Но долгое время нас смущал еврейский вопрос. В Харбине еврейские капиталисты ставили рекорды спекуляции и эксплуататорского отношения к трудящемуся люду. Евреи всех подданств, как СССР, так и буржуазных стран, составляли одну еврейскую общину, работавшую в интересах своего класса и своей нации – международной и внутренней – по отношению ко всем другим народам еврейской нации. У нас не было расового подхода к евреям, но, изучив историю еврейства, мы пришли к выводу, что еврейская религия, внушающая каждому еврею мысль о божественном избранничестве, о том, что только евреи – люди, а все остальные лишь «человекообразные твари», – этот звериный талмудизм превращает каждого еврея в антисоциального врага каждой самобытной нации…»
«Да, да! То-то эти представители самобытной нации резали уши и пальцы пианисту Сёме Каспэ и отправляли их его отцу, мол, «дай, папа, денег, и мы вернем тебе сына». Где же я был в это время? – Сорокин задумался. – Уже не помню, но помню, что очень хотелось только не отрезать, а оборвать уши у этих «самобытных» хулиганов! Но Косте-то я это простил!»
«…Коммунизм в виде марксизма казался нам одним из орудий мирового еврейского капитала по захвату власти над миром, и, предубеждённые, мы выискивали в составе правящих органов СССР еврейские фамилии, доказывающие, что наша страна как бы оккупирована мировым еврейством. Только недавно мы пришли к выводу, что именно мировая социальная революция, лишая еврейских капиталистов наряду со всеми прочими средств и орудий производства, финансового капитала, одна может радикально и в общих интересах разрешить еврейский вопрос, как и многие другие невыносимые противоречия старого мира. Вместе с тем мы обнаружили, что еврейское влияние в СССР давно пошло на убыль…»
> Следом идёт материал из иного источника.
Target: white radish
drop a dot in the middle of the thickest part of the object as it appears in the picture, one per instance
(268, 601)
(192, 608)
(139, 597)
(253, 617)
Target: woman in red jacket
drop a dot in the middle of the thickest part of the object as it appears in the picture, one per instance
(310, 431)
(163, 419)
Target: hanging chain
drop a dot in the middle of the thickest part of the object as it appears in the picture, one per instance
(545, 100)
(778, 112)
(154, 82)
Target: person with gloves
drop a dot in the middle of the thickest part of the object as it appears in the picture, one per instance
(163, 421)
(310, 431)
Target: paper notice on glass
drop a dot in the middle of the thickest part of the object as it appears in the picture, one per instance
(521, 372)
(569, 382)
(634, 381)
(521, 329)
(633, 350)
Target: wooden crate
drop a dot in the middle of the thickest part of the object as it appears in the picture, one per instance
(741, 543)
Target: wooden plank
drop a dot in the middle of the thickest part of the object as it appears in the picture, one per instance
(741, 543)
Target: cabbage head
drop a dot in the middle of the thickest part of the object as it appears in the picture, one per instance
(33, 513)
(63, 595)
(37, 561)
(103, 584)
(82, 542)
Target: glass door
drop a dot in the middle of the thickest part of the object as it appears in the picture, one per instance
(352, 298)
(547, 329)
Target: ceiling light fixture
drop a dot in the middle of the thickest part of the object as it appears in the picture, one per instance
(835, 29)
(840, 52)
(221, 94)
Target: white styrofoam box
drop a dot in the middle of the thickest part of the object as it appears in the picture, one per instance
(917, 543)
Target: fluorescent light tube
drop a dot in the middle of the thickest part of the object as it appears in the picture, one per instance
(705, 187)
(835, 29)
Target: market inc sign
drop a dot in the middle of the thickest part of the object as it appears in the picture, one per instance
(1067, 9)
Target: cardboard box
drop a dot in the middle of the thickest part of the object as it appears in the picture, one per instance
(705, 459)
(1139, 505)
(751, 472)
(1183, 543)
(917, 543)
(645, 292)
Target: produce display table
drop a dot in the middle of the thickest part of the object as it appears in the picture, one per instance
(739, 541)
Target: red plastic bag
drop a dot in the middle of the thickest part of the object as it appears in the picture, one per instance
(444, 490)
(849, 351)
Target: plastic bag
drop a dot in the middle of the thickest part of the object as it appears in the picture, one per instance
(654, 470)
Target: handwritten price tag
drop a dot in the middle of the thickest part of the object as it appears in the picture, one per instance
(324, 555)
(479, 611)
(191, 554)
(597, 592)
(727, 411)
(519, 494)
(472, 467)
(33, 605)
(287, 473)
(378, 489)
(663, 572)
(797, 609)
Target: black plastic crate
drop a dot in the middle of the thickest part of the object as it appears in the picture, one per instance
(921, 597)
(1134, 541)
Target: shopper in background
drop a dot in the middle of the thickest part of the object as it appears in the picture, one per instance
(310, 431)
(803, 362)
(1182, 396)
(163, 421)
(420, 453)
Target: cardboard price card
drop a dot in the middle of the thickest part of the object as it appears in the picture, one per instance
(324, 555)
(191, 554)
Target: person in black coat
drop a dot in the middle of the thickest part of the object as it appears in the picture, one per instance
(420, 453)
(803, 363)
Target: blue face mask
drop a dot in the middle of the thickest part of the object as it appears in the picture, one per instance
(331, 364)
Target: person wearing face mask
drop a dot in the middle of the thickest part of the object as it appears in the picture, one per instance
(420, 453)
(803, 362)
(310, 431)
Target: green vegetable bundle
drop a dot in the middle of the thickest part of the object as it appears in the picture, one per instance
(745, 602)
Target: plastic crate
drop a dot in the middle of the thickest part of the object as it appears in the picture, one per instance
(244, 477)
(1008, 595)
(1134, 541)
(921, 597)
Сорокин бросил листок, не дочитав его. Он пошевелил непрочитанные и уложил их веером. По обрезу одного из нижних была видна жирная строчка: «Мрачное заблуждение!»Он вытащил его и прочитал: «Из любви к Родине действовать против Родины! Как блудные дети»,и он дочитал остальные:
«Ложный принцип «освобождения Родины от еврейского коммунизма любой ценой» предопределил мою роковую ошибку – неправильную генеральную линию Российского фашистского союза во время германской войны.
Мы приветствовали германо-советский пакт, считая, что взаимное влияние Германии и СССР приведут к ослаблению еврейского влияния в России и в мире и к ослаблению Англии, исторического врага нашей страны. Однако мы приветствовали и поход Германии против СССР, считая, что освобождение Родины любой ценой лучше, чем продолжение ее «плена», как я думал, «под игом евреев».
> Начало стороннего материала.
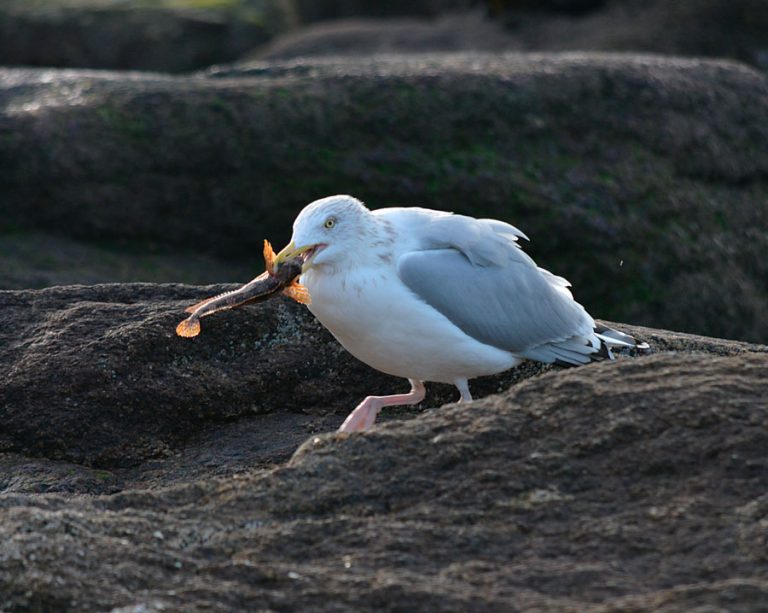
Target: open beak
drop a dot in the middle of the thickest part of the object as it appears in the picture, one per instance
(291, 252)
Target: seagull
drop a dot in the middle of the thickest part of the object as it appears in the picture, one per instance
(434, 296)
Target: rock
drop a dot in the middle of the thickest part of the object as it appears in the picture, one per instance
(173, 36)
(631, 485)
(97, 376)
(716, 28)
(41, 259)
(315, 10)
(360, 37)
(640, 179)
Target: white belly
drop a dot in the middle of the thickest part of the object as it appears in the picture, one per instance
(382, 323)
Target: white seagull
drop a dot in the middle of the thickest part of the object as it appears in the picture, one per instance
(432, 296)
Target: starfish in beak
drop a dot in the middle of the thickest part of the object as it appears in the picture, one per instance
(304, 254)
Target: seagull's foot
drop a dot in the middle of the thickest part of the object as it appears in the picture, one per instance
(364, 415)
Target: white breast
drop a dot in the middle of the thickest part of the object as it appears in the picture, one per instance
(382, 323)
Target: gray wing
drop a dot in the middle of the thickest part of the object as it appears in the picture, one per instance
(513, 305)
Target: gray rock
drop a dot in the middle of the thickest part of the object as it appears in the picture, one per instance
(640, 179)
(175, 36)
(632, 485)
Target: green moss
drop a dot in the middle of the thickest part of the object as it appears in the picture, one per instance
(125, 124)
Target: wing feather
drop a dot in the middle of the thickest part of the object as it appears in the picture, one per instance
(512, 304)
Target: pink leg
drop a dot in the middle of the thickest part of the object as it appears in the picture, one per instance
(365, 413)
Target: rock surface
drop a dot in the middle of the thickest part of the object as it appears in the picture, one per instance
(736, 29)
(144, 471)
(640, 179)
(164, 35)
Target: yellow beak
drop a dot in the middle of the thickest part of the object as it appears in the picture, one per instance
(289, 252)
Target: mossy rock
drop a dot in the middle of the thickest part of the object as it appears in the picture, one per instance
(641, 179)
(168, 35)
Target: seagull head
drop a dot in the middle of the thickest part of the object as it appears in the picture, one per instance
(327, 232)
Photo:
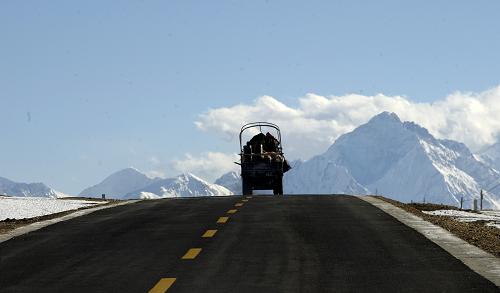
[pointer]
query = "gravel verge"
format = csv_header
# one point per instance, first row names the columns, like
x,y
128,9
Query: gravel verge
x,y
475,233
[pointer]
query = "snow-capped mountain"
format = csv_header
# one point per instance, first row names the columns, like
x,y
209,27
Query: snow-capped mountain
x,y
400,160
231,181
11,188
491,156
185,185
118,184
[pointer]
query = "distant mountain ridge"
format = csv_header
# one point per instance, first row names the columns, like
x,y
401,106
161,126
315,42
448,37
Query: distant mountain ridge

Невзирая на сопротивление Верховного совета партии и подавляющего большинства российских фашистов, я навязал эту генеральную линию Российскому фашистскому союзу и упрямо отстаивал её до конца.
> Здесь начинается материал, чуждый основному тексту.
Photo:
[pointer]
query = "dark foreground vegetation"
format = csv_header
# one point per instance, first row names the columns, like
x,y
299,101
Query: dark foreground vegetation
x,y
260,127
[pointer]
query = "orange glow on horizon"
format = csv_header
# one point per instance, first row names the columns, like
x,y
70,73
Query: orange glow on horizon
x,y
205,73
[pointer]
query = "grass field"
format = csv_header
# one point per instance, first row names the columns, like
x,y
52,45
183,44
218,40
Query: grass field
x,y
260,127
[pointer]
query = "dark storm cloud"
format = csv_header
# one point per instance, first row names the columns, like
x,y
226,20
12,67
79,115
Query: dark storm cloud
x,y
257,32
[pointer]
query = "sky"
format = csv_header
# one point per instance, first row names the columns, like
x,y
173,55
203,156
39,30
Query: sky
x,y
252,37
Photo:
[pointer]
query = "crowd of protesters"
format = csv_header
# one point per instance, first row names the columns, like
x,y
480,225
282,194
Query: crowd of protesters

Поэтому прошу всех членов организации, построенной на диктаторских принципах, не винить за германофильскую политику, ибо за неё по справедливости должен отвечать один я, лично и единолично. Не для самооправдания, а для объяснения я считаю нужным заявить, что моя прогерманская пропаганда была основана на абсолютной дезинформации. Все источники нашего осведомления, включая японцев и беженцев из СССР, уверяли нас, что «русский народ только и ждёт внешнего толчка и что положение под игом евреев невыносимо». В то же время немецкие представители утверждали, что Гитлер не имеет никаких завоевательных планов в отношении России, что война скоро кончится учреждением Русского национального правительства и заключением почётного мира с Германией.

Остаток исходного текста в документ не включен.